His dad continues to live in Gainesville, but has made it to a few games and tentatively plans to be in Miami for this one.
There are obvious difficulties going from the SEC to the upper tier of the Western Conference, starting with a rapid-fire schedule that barely leaves time to practice and continuing with handling multi-millionaire talents. Donovan is grateful to have veterans such as Kevin Durant, Russell Westbrook, Serge Ibaka and Nick Collison, who know NBA personnel and schemes better than he does.
That adjustment was never much of a concern. The bigger question was whether Donovan could establish anything close to the work atmosphere that made UF so endearing.
“That was probably the part where I had the most uncertainty,” he said. “You’ve got these incredible relationships that you’re bonded into and you’re leaving all of that and walking into an environment where I don’t know these people at all. How are these relationships going to flourish?
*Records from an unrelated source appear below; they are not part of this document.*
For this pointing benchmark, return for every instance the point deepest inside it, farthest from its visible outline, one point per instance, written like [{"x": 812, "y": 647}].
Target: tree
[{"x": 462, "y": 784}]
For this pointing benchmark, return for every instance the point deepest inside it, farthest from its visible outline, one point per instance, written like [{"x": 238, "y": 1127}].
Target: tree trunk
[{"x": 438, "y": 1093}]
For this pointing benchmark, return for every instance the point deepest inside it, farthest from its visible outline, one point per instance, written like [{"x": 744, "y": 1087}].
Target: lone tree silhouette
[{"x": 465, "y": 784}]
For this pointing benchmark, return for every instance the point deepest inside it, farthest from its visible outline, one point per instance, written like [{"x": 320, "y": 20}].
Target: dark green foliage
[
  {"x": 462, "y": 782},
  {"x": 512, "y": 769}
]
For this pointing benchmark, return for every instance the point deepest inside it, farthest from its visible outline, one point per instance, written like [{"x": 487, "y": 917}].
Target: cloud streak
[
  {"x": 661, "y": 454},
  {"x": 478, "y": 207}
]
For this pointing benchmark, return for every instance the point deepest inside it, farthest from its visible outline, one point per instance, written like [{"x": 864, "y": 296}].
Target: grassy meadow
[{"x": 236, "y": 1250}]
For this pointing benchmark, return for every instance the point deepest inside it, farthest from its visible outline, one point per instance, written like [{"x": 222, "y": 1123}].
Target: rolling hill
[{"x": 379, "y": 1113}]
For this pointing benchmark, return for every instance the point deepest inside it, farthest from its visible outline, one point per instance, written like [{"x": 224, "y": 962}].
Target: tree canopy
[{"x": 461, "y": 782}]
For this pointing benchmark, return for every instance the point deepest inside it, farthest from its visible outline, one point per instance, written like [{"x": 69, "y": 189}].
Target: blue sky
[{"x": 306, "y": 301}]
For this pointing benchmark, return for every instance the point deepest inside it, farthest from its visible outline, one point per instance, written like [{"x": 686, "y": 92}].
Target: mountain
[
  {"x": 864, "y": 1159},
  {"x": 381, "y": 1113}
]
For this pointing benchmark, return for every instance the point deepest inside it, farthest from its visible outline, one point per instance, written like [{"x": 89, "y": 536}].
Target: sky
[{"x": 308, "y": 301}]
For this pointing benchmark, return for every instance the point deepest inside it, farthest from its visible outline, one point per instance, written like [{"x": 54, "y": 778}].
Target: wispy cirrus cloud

“But after dealing with Sam and people in the building and the coaching staff, it’s been unbelievable. That’s the hardest part for anybody in a job that requires a lot of hours is to go to work every day and not enjoy the people, or you’re working with people where you don’t feel like you have a common vision. I didn’t know if I was ever gonna recapture that again.”
It helped to have some carryover. Former UF staffers Mark Daigneault and Oliver Winterbone left for Oklahoma City a year earlier, and Donovan brought in quality control coach Billy Schmidt. He also hired longtime assistant coach Anthony Grant.
That group is working to get the Thunder (11-7) back where everyone thought they would be. Since losing to the Heat in the 2012 Finals, Oklahoma City has reached the conference finals once and missed the playoffs last year when Durant and Westbrook both battled injuries. Now healthy and thriving again, both seem to embrace Donovan.
There is no reason to think Donovan, 50, will struggle with the transition from running one of the most successful college programs in recent history to coaching an NBA team with title expectations. He has long been respected among coaches at all levels, and Miami’s Erik Spoelstra sought his insight repeatedly when the two coached in the same state.
Spoelstra attended Donovan’s coaching clinic in Gainesville three times, once as a guest speaker, after building a friendship through their connection with Haslem. When the Heat won in 2012, Spoelstra went to Donovan over the summer to learn what he could about UF’s back-to-back titles.
“It was fantastic,” Spoelstra said. “We spent a whole afternoon at his house, and he brought out all of his notes and talked about the challenges he went through trying to motivate guys the second year. I always loved getting together with Billy because he’s a forward thinker.”
Perhaps that mindset is what moved him along from the Gators to the Thunder. There is little doubt Donovan would have kept UF nationally relevant, but it was time to press forward into a new world. Not just in basketball, but in life.